Today is the day this year’s edition of the Sisters Folk Festival, which usually plays on 11 stages all around the tiny town of Sisters, was to have opened. And what a lineup of talent for those stages, from large to small, there was.
But then came Covid. In response, the folks at SFF drastically downsized the event to just one stage.
And now comes the wind, which is blowing heavy smoke from the fires in western Oregon over here to us, on the east side of the Cascades. The smoke is so heavy that it is dangerous to be outside for anything. So even the downsized version of the SFF was canceled.
Then there’s the Americana Song Academy, an intense, three-day immersion into music that would have taken place this past week.
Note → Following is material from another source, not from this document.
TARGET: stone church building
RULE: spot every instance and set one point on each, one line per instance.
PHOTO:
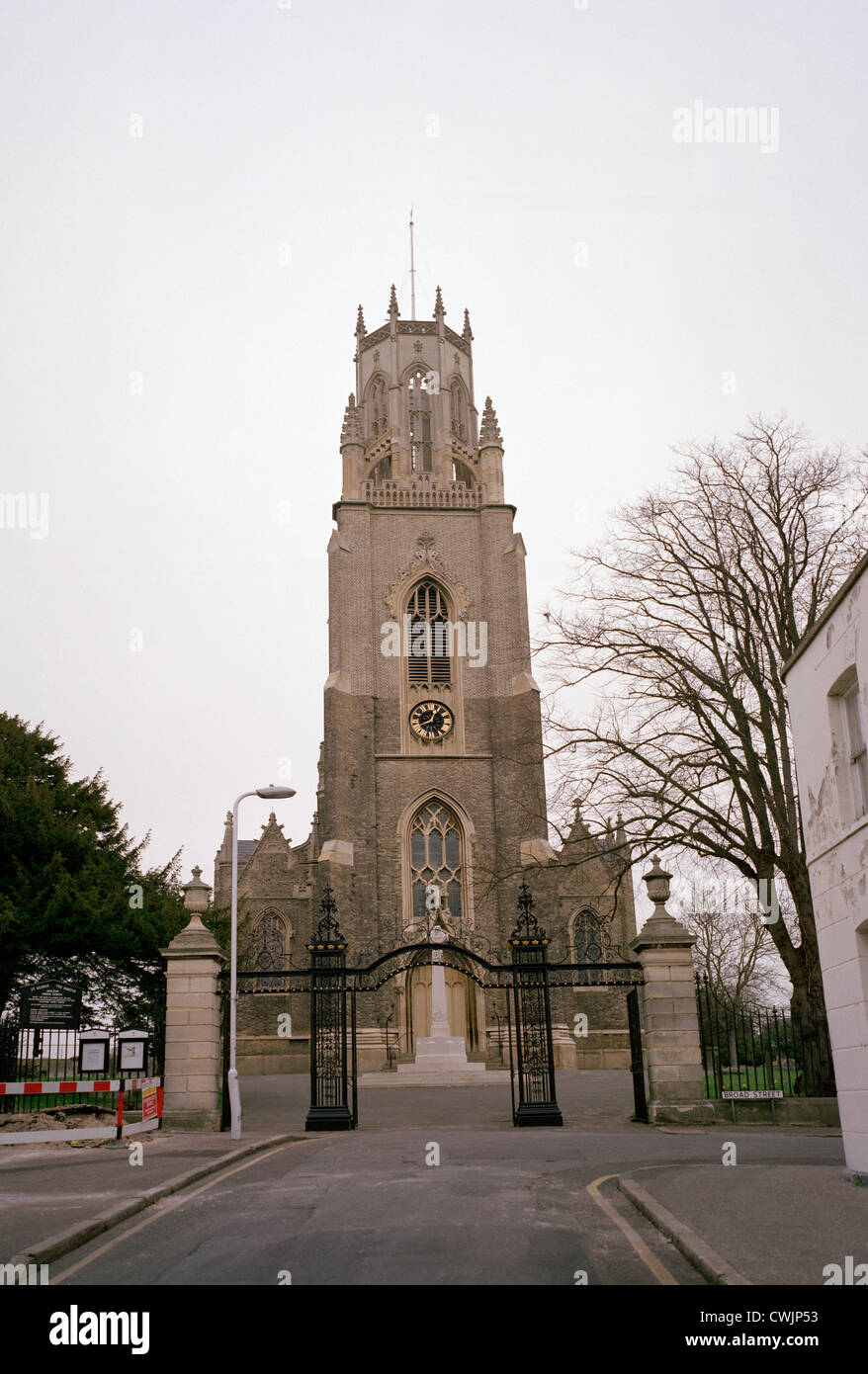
(431, 758)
It’s thrilling, intense, and incredibly useful to musicians. Canceled. (This image shows participants in the 2019 edition of the Americana Song Academy. I'm in the middle of the back row.)
But that’s not all.
Many of my pals know that I derive huge joy and satisfaction from singing with the Central Oregon Mastersingers. This season, again because of Covid, and because choral singing requires huge expenditures of breath, we are on hiatus.
Normally we probably would have sung our fall concert and be deep in preparations for our Christmas concert. But not this year. The risk of Covid infection is just too great.
With the coming of fall and, I hope, a bit of rain, the fires and smoke probably will mitigate. But I do not think that Covid will mitigate anytime soon.
I’ll be very happy when this all ends and we can begin trying to figure out what the New Normal looks like.
I just hope that it includes enjoying and/or performing live music.